Whether it's a serious attempt to go where no human has gone before, or an elaborate publicity campaign, the Mars One project has at least one local believer.

Carmen Paul of Chula Vista has been selected as one of the 100 finalists out of more than 200,000 people who applied to become the first colonists on Mars.

The Mars One project is the brainchild of a nonprofit Dutch organization planning to launch the first four colonists into space by the year 2024.


Paul, 32, has worked in cyberspace support for the Air Force and the Air National Guard for more than 14 years. She still has a number of qualifying rounds ahead of her before she can be selected as a Mars astronaut. And the trip is one-way. There will be no return to Earth.

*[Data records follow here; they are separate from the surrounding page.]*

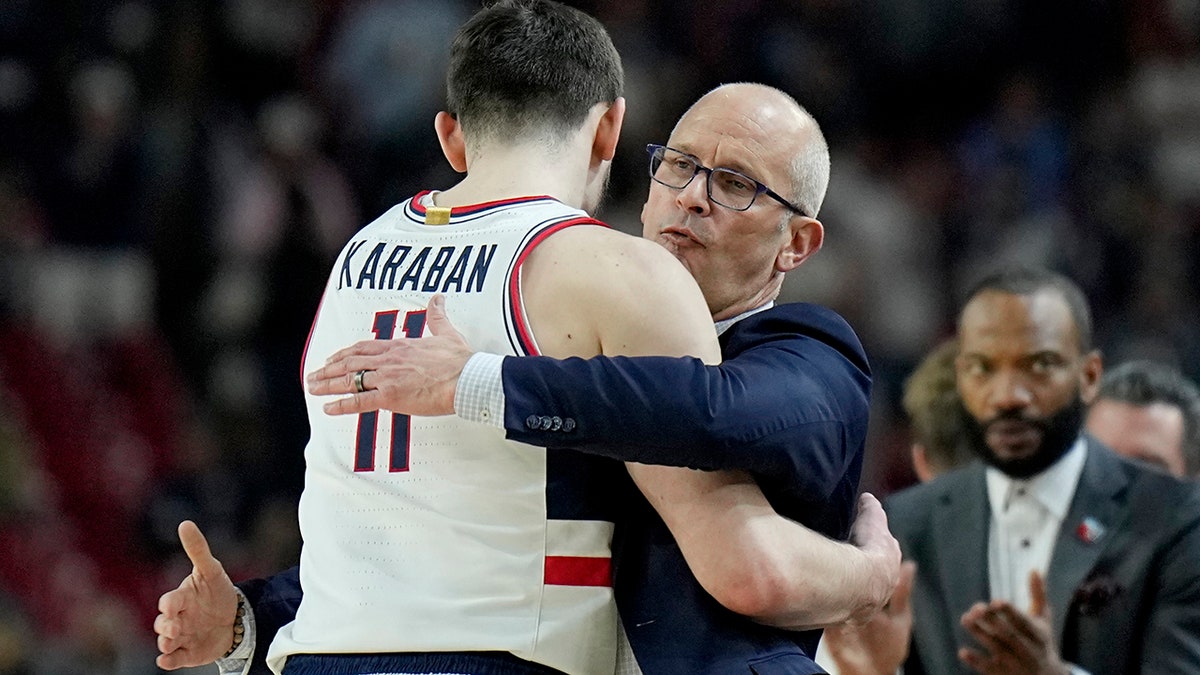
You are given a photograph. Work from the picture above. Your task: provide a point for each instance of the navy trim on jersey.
(415, 209)
(467, 663)
(517, 327)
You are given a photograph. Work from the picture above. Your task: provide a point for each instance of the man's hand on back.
(409, 376)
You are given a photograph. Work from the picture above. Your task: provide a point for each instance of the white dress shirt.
(1026, 517)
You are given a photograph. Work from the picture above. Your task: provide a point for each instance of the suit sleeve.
(275, 601)
(1173, 638)
(790, 406)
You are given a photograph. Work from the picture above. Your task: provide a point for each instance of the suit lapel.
(961, 535)
(1086, 531)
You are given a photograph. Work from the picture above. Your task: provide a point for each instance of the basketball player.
(483, 555)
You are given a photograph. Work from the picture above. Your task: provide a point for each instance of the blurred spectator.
(1150, 412)
(285, 211)
(1039, 525)
(382, 72)
(935, 412)
(141, 201)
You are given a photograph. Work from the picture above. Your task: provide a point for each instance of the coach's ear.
(604, 145)
(450, 138)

Paul grew up in Florida, where she watched the space shuttle launches. She said it was so exciting to watch and wonder "What are the astronauts thinking, feeling? Are they scared?"

"Whenever the shuttle went up, I could actually see it from my house," Paul told KPBS Midday Edition on Monday. "The sight of it going up in the early morning sunrise stopped me in my tracks."

Paul, who is married, said her family is supportive of her possible one-way mission but it's also sad.

"It's really upsetting," Paul said. "This is a crazy opportunity. It's something that not a lot of people would get to do. We're all sad about the possibility of me not coming back."


She said her husband may also apply for the mission when the nonprofit begins to accept applications again later this year.

But landing on Mars has proven to be a challenge.

Rob Manning led the team that landed the Mars rover. He said one of the challenges is the environment on Mars.

"You have to create an Earth environment on a planet that doesn't want to be Earth," he said. "It's been billions of years since it may have been inhabitable."

Still, Manning said it's exciting to hear there's a move to put people on the planet.

"We've been working on Mars exploration for a long time, now the enthusiasm has really build to put people on the planet," he said.